Robert Swain Gifford was an American landscape painter. He was influenced by the Barbizon school.
Gifford was born on Nonamesset Island, in the Elizabeth Islands, When he was 2 he moved with his family to the New Bedford area, and he attended public schools in New Bedford. When Gifford was a teen, the Dutch painter Albertus Van Beest arrived in New Bedford, and the two collaborated on ship paintings.
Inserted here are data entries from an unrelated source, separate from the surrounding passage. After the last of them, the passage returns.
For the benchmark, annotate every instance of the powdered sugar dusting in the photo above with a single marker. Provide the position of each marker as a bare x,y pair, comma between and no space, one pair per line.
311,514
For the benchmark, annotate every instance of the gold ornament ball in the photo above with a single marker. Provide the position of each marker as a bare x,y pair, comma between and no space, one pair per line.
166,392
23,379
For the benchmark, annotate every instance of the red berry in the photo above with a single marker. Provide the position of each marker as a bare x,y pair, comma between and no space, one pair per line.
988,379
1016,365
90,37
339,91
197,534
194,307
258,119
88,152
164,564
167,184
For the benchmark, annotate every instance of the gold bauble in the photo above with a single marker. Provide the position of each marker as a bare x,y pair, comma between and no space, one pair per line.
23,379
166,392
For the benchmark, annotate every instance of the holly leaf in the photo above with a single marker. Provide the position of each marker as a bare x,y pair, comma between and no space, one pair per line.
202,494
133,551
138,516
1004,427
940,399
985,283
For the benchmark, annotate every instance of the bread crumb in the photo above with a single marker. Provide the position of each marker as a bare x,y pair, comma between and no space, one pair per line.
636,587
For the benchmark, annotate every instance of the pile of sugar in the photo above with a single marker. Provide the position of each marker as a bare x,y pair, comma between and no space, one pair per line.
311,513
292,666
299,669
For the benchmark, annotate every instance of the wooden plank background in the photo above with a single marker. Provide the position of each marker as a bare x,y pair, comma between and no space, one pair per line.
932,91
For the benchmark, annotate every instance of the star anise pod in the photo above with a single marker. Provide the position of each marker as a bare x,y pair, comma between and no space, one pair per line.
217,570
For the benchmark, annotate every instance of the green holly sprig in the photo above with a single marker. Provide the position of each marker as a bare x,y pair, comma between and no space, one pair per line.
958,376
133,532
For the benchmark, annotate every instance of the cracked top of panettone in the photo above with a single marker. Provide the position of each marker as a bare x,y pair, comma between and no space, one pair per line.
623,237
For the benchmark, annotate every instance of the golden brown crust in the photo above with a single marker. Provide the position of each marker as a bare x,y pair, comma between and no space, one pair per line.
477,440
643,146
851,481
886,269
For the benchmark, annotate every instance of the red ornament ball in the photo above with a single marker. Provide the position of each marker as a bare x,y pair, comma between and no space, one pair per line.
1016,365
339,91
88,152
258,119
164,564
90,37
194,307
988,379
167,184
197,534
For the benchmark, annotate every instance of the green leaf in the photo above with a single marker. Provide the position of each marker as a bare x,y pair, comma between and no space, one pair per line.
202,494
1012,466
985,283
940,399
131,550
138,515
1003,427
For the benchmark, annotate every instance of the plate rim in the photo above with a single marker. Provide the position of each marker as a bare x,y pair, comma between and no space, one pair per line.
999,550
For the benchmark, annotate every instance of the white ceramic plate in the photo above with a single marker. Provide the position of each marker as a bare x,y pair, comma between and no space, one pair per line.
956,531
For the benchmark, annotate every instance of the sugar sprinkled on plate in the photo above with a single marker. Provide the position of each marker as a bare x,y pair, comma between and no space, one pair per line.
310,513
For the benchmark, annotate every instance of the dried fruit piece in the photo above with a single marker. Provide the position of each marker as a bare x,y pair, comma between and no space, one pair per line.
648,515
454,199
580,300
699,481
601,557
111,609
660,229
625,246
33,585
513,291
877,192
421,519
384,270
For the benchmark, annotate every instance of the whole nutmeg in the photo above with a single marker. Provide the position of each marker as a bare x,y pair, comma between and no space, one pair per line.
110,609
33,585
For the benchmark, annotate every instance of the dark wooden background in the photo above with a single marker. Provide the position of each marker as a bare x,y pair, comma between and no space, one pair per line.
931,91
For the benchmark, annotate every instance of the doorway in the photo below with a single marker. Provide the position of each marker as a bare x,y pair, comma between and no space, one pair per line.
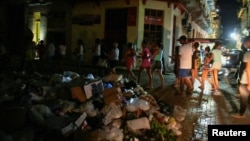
116,28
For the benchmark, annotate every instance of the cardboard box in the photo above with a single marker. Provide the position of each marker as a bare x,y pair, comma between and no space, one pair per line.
115,98
112,95
78,93
88,89
111,91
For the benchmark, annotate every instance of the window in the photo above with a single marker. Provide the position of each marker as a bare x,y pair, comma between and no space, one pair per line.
153,21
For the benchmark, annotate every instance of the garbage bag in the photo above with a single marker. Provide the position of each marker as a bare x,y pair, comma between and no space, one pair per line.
137,124
135,104
179,113
39,113
56,79
111,134
87,107
70,74
111,111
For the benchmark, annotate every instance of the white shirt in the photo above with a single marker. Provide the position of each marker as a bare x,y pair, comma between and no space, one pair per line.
186,51
217,55
115,54
51,50
246,58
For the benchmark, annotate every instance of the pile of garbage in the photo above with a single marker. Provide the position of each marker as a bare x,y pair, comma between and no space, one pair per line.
74,107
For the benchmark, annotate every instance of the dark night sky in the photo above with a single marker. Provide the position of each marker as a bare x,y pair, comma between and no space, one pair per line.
228,13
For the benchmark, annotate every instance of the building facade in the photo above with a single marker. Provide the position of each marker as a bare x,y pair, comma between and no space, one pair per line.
122,21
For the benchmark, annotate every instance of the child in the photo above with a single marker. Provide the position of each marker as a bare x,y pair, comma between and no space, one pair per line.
146,63
206,66
216,57
195,62
157,65
130,60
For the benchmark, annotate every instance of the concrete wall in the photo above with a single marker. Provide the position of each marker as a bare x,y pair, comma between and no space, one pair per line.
134,33
89,33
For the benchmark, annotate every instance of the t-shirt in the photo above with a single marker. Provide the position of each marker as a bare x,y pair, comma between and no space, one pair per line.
146,57
196,61
246,58
114,54
158,57
186,51
217,55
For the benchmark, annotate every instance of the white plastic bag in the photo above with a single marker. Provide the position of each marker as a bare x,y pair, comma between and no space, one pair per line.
111,134
135,104
111,111
137,124
179,113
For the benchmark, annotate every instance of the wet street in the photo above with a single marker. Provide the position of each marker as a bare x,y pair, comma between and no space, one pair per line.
202,109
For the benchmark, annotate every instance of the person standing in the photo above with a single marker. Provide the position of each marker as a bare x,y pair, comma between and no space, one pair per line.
216,66
146,63
62,54
130,54
114,58
206,66
97,51
196,61
79,54
176,60
185,56
157,63
244,87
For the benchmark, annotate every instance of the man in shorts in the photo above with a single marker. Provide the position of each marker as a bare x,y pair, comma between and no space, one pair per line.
244,87
185,57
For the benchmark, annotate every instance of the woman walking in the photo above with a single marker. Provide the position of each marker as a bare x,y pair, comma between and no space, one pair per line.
130,60
216,57
146,63
157,62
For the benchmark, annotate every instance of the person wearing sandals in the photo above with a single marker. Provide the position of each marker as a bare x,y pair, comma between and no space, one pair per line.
206,66
216,66
145,64
157,63
185,57
244,86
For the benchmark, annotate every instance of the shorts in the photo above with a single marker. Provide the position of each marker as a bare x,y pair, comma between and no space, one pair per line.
216,65
184,72
157,65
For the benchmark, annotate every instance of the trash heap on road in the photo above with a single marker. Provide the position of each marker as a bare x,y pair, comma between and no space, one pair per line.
72,107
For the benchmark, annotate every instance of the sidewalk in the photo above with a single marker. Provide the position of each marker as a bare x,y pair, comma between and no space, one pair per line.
202,109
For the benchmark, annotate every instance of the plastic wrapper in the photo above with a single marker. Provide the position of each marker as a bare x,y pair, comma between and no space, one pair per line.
135,104
111,111
137,124
56,79
39,113
87,107
179,113
112,78
111,134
Gifford opened a studio in Boston in 1864. Two years later he moved to New York City. In 1867 he was named an Associate of the National Academy of Design and in 1878 he became a full member. He travelled and painted in Oregon and California, then left for Europe, where he visited Great Britain, France, Italy and Spain. Before returning to the U.S. he travelled to Morocco and Egypt. He was joined by fellow artists such as Louis Comfort Tiffany, and painted some subjects from those regions. Much of his work focuses on the landscapes of New England. He, along with Victorian contemporaries from the White Mountain and Hudson River Schools, helped immortalize the majestic cliffs of Grand Manan in the Bay of Fundy. His painting from the island, Pettes Cove, is illustrative of his masterful marine work. In 1867, he was elected into the National Academy of Design as an Associate member and became a full member in 1878.
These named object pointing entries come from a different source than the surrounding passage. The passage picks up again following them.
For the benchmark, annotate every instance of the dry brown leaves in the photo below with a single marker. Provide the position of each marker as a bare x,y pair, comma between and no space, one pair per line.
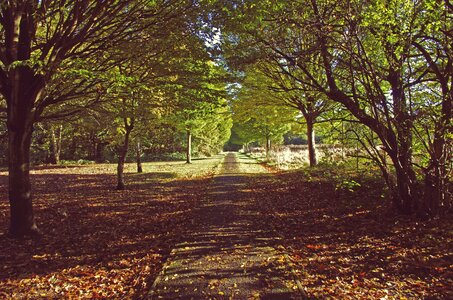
350,245
97,242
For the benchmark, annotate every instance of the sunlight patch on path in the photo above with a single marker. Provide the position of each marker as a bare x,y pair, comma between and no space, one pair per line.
228,256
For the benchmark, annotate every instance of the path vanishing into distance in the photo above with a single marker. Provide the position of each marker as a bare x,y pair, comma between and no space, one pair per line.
227,255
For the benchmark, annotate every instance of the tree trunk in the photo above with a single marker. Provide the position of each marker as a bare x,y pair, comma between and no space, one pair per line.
139,157
311,142
21,93
268,146
122,159
189,147
20,198
55,144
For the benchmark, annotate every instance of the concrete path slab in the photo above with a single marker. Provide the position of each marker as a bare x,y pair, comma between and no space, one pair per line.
228,256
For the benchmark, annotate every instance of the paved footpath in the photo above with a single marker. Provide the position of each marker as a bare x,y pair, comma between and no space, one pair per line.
227,256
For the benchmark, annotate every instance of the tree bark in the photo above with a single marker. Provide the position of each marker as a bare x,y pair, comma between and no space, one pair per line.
311,142
55,144
189,147
268,147
20,197
122,157
139,157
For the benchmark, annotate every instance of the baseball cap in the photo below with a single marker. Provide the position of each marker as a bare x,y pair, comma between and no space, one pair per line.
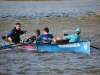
78,30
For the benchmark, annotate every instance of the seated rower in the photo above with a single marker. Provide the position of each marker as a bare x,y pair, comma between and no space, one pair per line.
15,33
6,41
61,40
74,37
45,38
37,33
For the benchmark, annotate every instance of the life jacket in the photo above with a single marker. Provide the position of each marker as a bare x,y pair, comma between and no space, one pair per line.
16,35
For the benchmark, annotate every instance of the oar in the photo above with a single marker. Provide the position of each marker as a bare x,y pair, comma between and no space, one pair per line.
8,46
95,47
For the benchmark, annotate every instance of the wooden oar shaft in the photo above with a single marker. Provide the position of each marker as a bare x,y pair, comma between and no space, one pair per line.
95,47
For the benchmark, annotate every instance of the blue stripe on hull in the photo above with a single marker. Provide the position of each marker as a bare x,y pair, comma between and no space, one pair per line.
81,47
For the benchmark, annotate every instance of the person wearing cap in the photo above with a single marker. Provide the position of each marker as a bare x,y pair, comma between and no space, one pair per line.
74,37
14,34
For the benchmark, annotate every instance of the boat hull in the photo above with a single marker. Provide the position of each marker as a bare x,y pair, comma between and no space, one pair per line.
81,47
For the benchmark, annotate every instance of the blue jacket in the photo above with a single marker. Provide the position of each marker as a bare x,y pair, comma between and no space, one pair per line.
15,35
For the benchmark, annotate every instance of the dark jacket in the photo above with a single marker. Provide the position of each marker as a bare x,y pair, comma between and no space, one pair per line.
15,35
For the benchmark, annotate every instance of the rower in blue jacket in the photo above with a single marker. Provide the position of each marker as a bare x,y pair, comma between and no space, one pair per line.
74,37
15,33
45,38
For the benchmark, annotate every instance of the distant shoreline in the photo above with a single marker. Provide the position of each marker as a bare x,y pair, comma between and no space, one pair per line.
35,0
39,0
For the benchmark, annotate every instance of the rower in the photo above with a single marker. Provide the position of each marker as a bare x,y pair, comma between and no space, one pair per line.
74,37
15,33
33,38
45,38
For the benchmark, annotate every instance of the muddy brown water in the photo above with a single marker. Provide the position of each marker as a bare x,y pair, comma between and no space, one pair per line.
14,62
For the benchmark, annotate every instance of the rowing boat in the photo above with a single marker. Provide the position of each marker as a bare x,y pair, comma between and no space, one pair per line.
80,47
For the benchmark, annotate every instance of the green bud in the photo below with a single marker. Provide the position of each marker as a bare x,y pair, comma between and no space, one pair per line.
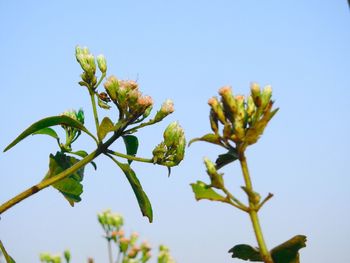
250,106
228,101
102,64
214,121
217,108
266,96
166,109
216,179
112,86
67,255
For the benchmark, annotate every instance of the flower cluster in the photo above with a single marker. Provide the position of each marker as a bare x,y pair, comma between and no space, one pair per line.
127,97
171,151
243,119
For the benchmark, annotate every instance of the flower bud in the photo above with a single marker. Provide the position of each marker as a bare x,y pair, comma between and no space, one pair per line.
124,244
67,255
266,96
228,101
216,179
112,86
102,64
250,106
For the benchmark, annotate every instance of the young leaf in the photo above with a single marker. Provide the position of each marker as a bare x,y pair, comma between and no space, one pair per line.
105,127
144,203
8,258
211,138
288,252
48,122
131,143
226,158
203,191
70,187
47,131
246,252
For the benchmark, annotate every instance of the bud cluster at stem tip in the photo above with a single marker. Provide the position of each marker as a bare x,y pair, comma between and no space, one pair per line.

In 1876 he was a medal winner at the Philadelphia Centennial Exhibition and at the International Exposition in Paris in 1889. Gifford died at his home in New York City in 1905. In 1899, he was an artist on the famous Harriman Alaska Expedition.
Some of his works hang in the most prominent galleries in the USA, including the Fine Arts Museums of San Francisco, the Metropolitan Museum of Art, New York, and the Smithsonian American Art Museum, Washington DC. He was a member of the Society of American Artists.